Pam Fujimoto is executive creative director at WONGDOODY Los Angeles, where she is responsible for the creative vision and leadership of the office. A thirteen-year veteran of the industry, Fujimoto started her career as an art director at the Seattle office of WONGDOODY, where she worked with Alaska Airlines, T-Mobile, the Seattle Supersonics and The Seattle International Film Festival. Most recently, Fujimoto was creative director of Creature in Seattle, where she helped bring in the agency’s two main clients, Dickies and Truvia, and led the ever-changing displays in the agency’s front windows. Fujimoto has earned awards from Cannes Lions, D&AD, The One Show and Communication Arts (design and advertising), and she was a judge for the 2013 CA Advertising Competition. Fujimoto is a graduate of the Art Center College of Design in Pasadena. She enjoys traveling to faraway places in search of good eats, and is the proud mother of five-year-old identical twin boys.
Feeding My Brain
Where do your best ideas come from? I used to think they came from just working really hard, head-down, throwing time at a project indefinitely. But now ideas come through walking around and talking with others, getting lots of perspectives and feeding my brain more from the outside.
What are some of the challenges for women working at high levels in the creative industry? What are the advantages? I haven’t personally felt many challenges from being female (or a tiny Asian!). I think it’s mostly an advantage. Clients like to see a diverse group of minds leading their brand, especially if women are part of the buying decision.
What is one challenge currently facing advertising agencies that they need to address in order to remain relevant? The trend toward more project-based versus “agency of record” relationships is challenging. It’s hard for staffing and projections, and there’s something to be said for the value of a long-term client/agency relationship. But it’s certainly the new reality, and agencies need be nimble and flexible enough to compete.

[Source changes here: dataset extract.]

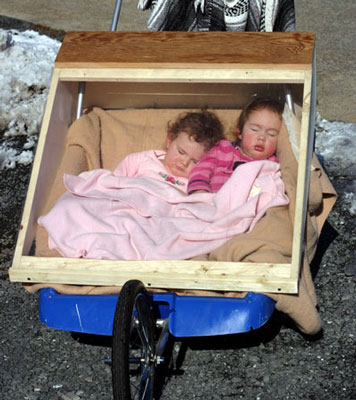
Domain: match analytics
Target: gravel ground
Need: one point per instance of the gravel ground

What trends in advertising are you most interested in, and why?
The definition of advertising is changing as content and advertising merge. Dumb Ways To Die is very effective advertising, but it’s also a video, a game and a very popular song. The way you solve a client’s problem is wide open, and the best creatives can solve it from many different angles. I’m also interested in the return of romance, the un-ironic kind. From Axe’s “Susan Glenn” to Intel’s The Beauty Inside, there’s an optimism to love in advertising that’s refreshing. It’s risky for a brand too, because many attempts slip and become corny, but these took that risk and succeeded.
What kinds of changes do you observe rejoining WONGDOODY, where you started your career? When I was here before, we could just do crazy fun stuff that got attention, and that carried us a lot—we won awards and got clients based on that method. There was always logic to the things we did, but now we’ve gotten much smarter about how we explain the rationale and thinking behind a novel idea.

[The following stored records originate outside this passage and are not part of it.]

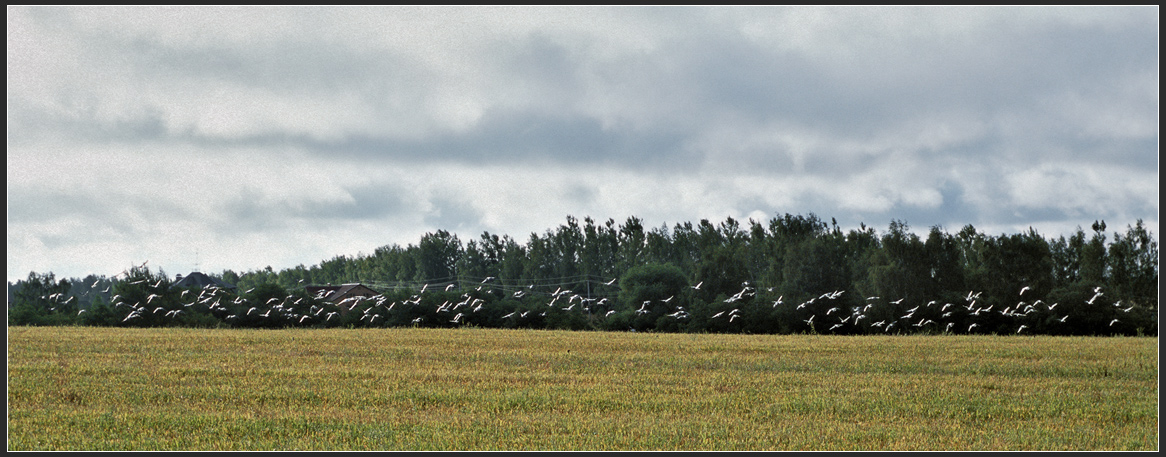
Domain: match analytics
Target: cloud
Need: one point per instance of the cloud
(137, 132)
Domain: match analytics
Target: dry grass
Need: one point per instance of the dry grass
(93, 388)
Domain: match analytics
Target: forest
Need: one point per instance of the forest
(792, 274)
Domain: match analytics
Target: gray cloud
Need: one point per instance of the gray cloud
(346, 128)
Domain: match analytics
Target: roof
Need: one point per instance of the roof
(201, 280)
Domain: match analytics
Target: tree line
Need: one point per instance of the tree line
(791, 274)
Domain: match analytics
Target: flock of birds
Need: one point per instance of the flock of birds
(932, 316)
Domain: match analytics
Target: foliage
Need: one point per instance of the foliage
(789, 274)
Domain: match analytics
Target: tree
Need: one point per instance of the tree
(652, 290)
(42, 300)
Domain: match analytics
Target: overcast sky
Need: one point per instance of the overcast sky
(236, 139)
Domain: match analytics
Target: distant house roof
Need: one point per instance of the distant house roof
(335, 294)
(201, 280)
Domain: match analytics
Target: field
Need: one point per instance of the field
(100, 388)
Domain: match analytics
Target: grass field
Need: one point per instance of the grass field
(100, 388)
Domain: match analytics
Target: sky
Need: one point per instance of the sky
(239, 138)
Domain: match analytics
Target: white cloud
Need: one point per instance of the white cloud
(338, 129)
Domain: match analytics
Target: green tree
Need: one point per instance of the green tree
(652, 290)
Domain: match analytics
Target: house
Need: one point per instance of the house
(198, 280)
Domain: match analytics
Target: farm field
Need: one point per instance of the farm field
(106, 388)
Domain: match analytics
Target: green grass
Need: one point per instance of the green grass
(95, 388)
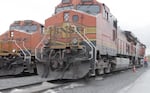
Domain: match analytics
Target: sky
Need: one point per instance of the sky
(132, 15)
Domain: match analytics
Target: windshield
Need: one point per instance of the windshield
(26, 28)
(91, 9)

How is the rise of technology helping or hurting the brands you work for? When used well, technology gives brands the ability offer a much more personal experience; more meaningful and effective. When it’s not, it’s pointless and annoying... which pretty much all bad advertising is.

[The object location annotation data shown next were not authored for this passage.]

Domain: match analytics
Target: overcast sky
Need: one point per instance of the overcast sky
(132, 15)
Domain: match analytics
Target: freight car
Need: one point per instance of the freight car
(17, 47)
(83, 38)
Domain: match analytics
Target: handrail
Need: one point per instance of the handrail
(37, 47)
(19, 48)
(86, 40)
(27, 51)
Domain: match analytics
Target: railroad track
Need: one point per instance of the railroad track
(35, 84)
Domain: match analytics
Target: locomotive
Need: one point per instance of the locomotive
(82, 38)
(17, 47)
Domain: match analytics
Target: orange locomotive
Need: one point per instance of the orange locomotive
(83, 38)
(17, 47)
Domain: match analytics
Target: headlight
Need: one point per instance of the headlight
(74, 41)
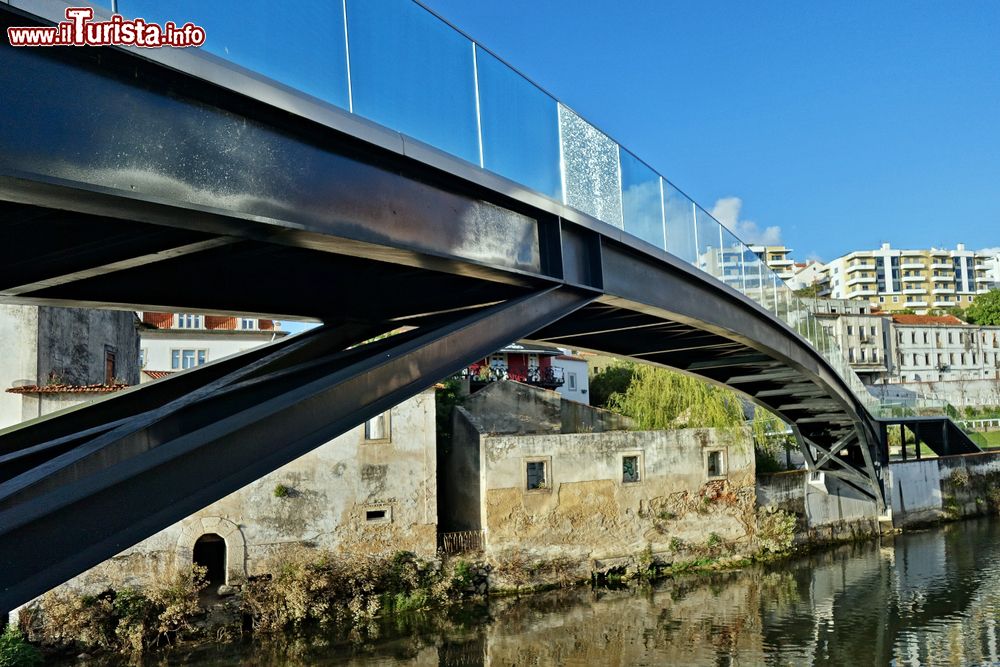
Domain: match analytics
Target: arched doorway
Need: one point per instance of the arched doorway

What would you be doing if you weren’t in advertising? I would be doing something with food. Eating it, geeking out about it, making it, talking about it. I don’t have a lot of other skills, really. Thankfully I’ve been able to make a living out of this.
If you could choose any product to create an ad for, what would it be, and why? Tesla, because it’s sexy and the future. Or the opposite, like Ivory soap, because it’s not.
Do you have any advice for people just entering the profession? Everyone you encounter in school and your career matters, so conduct yourself with integrity. If you make a bad impression—or a good one—that reputation can follow you for the rest of your professional life. And everything is a learning experience. Even that crappy banner ad you have to do. Even having to work with that hack who you can’t stand. Even that pitch that went horribly wrong. Especially that pitch that went horribly wrong. So don’t dismiss everything you don’t enjoy; figure out what you can learn from it.